Fortunately, Ric is in very good spirits as he scours and paints his restaurant. I helped some and will attend his grand reopening in a few days. Ric’s getting great press for his humanitarian efforts. With luck, he’ll be out of debt by the time the second wave materializes.

I can’t wait to taste the truly excellent grub he will dish out!

I hope the LES DIYers are proud, happy, and resting. Can’t wait to see them again.

Sunday
Aug232009

Day 52: My Bloodthirsty Readers

I’m amazed at how many people wrote in to say I am lower than soot in a fireplace because I didn’t kill those yuppies. Fitch lost all respect for me. Sneeky looks away when I call him. Nina’s probably twitching in extrasensory disgust. Even some women say I should have tossed my glass in the girl’s face.

JIMMY STEWART KNEW HOW TO CHARM WOMEN THE HARD WAYI’m more the Jimmy Stewart type. Don’t forget who wins the lady in The Man Who Shot Liberty Valance.

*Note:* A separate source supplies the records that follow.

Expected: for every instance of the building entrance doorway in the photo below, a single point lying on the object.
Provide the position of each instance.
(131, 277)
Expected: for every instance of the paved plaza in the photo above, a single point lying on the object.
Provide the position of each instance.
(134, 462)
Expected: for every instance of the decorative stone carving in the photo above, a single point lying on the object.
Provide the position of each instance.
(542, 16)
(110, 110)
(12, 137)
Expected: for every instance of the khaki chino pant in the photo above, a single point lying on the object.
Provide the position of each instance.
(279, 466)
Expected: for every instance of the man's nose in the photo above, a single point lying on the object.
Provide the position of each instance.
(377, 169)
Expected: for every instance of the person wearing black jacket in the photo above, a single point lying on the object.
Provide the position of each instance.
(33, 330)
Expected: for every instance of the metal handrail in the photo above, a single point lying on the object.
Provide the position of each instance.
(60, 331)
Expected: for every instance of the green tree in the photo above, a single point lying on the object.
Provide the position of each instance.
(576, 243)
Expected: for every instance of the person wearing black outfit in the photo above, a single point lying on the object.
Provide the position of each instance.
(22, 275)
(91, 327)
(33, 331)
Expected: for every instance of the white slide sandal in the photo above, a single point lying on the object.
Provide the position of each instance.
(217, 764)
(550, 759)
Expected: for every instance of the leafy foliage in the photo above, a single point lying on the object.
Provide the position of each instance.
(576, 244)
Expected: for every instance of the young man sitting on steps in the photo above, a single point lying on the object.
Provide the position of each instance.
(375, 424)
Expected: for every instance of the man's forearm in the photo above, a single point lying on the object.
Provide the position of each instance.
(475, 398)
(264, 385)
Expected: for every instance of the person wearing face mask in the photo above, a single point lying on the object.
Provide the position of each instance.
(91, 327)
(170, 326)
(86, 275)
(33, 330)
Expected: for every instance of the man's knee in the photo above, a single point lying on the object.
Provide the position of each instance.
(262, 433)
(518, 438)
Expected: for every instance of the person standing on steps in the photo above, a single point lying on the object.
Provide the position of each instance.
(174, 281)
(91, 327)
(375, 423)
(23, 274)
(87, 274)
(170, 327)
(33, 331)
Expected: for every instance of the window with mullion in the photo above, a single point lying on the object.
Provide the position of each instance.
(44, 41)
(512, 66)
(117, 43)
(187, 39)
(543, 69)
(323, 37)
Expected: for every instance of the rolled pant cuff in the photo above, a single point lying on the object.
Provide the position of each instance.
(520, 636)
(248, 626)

I didn’t see much purpose in a fistfight. The president may feel safe from H5N1 in the White House, but I don’t fancy a night or two in jail. If the pandemic still flourishes anywhere in Manhattan, it would be in the Tombs, as we call the local hoosegow. It’s rumored that lots of prisoners caught the flu. The sorriest victims have to be those Mexicans they locked up in Arizona, then forgot to tend: two-thirds muerte.

 

Sunday
Aug232009

Day 53: A Personal Pandemic Postmortem 

I’m worried about Nina. She wears tension, needs to be coaxed out of it like a turtle from a shell that fits too tightly. The first few times I saw her get worked up, I reckoned she’d calm down after we settled things logically and lovingly. Forty-eight hours later, something else would rattle her. When she’s inclined to freak out, it’s like trying to stifle a geyser. And she hates to suffer alone.

Maybe I ran out of reassurance.

I think the prospect of fatherhood under those particular circumstances scared me numb. I was trying to be rational and responsible. I can get a little clinical in a crisis. I retreat to logic. It’s not the worst response, but it can seem cold.

Oh hell. What can you say when the woman you love would rather turn blue and die than spend another day with you? I hope she’s okay.

Monday
Aug242009

Day 54: Advice From Beyond

My mysterious emailer has come up with a cogent explanation of Nina’s behavior. She writes that Nina might have felt she caught the flu through some exposure I’d consider unacceptable. She could have been seeing someone who had it or hanging out somewhere that turned out to contain the virus.

She felt guilty. She wanted to cover it up, get rid of the illness, the symptoms, as soon as possible. She wanted to take control. So she raided my Relenza.

To spare me from her presumed viral particles, she decontaminated everything in my apartment and banned me from interacting with her—from sleeping, touching, even from entering my once and future bedroom. Sneeky could’ve caught it from her, of course, but she couldn’t think of—or manage—everything. Ultimately she evicted him, too.

Even her use of an N95 mask makes sense in that light. They protect others from the wearer. I thought she was trying to protect herself from me, which would require one of my masks. On the other hand, she seemed pretty sure I had given it to her after catching it from some vixen, so nothing really makes sense.

In any event, thank you for your thoughtful letter. (Please send the text of your appeal; I’ll post it if it seems suitably broad in scope, as opposed to a local notice.)